Concept

Ninian Comper

Summary
Sir John Ninian Comper (10 June 1864 – 22 December 1960) was a Scottish architect; one of the last of the great Gothic Revival architects. His work almost entirely focused on the design, restoration and embellishment of churches, and the design of ecclesiastical furnishings, stained glass and vestments. He is celebrated for his use of colour, iconography and emphasis on churches as a setting for liturgy. In his later works, he developed the subtle integration of Classical and Gothic styles, an approach he described as 'unity by inclusion'. Comper was born in Aberdeen in 1864, the eldest son and fourth of the seven children of Ellen Taylor and the Rev'd John Comper, Rector of St John's, Aberdeen (and later St Margaret of Scotland) in the Scottish Episcopal Church.
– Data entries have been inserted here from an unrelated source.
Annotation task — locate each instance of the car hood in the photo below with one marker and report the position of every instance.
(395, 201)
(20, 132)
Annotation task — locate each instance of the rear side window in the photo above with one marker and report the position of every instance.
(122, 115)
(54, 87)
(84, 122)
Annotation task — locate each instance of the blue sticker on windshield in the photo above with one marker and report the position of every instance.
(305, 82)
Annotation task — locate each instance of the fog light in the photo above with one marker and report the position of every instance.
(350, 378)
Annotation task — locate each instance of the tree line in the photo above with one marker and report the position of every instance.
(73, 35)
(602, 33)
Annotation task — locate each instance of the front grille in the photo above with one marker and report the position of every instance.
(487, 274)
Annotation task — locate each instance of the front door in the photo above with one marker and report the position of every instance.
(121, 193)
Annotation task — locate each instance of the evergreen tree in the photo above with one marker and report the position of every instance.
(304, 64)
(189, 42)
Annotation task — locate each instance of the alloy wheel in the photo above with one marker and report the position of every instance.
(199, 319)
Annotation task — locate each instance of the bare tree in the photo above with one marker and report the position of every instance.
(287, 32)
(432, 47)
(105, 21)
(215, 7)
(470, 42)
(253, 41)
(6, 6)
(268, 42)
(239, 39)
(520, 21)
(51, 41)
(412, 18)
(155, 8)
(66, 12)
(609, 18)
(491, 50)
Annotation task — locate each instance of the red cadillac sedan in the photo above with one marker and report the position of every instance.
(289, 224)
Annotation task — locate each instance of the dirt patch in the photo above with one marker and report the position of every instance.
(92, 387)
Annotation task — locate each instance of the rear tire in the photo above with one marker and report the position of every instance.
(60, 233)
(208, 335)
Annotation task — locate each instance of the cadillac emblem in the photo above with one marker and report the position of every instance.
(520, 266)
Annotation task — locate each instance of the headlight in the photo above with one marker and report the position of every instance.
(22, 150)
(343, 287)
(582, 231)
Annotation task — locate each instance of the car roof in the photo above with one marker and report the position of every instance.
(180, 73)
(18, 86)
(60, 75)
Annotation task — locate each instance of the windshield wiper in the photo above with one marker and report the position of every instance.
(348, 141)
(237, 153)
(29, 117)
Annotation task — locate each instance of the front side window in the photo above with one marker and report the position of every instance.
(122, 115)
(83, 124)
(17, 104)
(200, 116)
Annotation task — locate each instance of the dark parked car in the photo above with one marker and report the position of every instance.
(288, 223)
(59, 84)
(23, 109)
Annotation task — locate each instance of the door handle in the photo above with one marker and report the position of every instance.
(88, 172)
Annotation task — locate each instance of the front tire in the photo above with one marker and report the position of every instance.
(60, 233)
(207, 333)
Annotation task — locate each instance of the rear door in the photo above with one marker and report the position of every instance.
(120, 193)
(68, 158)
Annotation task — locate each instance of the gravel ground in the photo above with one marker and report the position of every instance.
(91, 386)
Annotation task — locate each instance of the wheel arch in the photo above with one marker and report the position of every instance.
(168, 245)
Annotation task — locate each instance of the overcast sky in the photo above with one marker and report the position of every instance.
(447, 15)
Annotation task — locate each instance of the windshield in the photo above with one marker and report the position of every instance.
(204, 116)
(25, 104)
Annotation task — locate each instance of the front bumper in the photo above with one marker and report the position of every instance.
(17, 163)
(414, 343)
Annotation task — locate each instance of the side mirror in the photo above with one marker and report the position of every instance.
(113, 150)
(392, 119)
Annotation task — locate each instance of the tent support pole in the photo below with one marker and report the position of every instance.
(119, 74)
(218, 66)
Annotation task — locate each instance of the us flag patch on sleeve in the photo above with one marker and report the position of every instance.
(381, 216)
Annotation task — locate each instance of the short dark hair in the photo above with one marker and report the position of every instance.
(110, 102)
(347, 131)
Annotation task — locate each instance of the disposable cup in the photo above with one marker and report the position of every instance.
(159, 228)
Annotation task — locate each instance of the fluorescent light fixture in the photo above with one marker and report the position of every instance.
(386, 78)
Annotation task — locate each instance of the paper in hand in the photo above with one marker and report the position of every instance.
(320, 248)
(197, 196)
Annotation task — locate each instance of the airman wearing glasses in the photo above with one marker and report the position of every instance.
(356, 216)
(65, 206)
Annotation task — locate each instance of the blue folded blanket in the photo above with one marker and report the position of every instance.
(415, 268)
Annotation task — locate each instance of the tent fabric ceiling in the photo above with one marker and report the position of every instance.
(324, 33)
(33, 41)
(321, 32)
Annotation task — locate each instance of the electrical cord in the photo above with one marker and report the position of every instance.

The Comper family were of Norman origin and settled as yeoman farmers in Pulborough, Sussex at the Conquest; nevertheless, Comper's father upheld a romantic notion that the family were descended from noble Huguenots. Comper's father moved from Sussex to Scotland as a young man in search of work as a schoolmaster with a view to becoming a priest. His lack of a degree from Oxford or Cambridge prevented him from taking holy orders in the Church of England, so he was ordained as a priest in the Scottish Episcopal Church. John Comper became a significant figure within the Scottish Church, remembered for his ministry in the slums of Aberdeen and as an important figure in the northern High Church movement. Comper was educated at Kingston College, Aberdeen, Glenalmond School in Perthshire and studied drawing for a year at the Ruskin School of Art in Oxford before moving to London to serve articles with Charles Eamer Kempe, and in 1883 to George Frederick Bodley and Thomas Garner. Fellow Scot William Bucknall took him into his London partnership in 1888. William Bucknall and Comper remained in partnership until 1905. Ninian married Grace Bucknall in 1890. They had six children. The eldest, John-Baptiste Sebastian Comper (1891-1979), became an architect, designing many churches for the Roman Catholic Diocese of Northampton.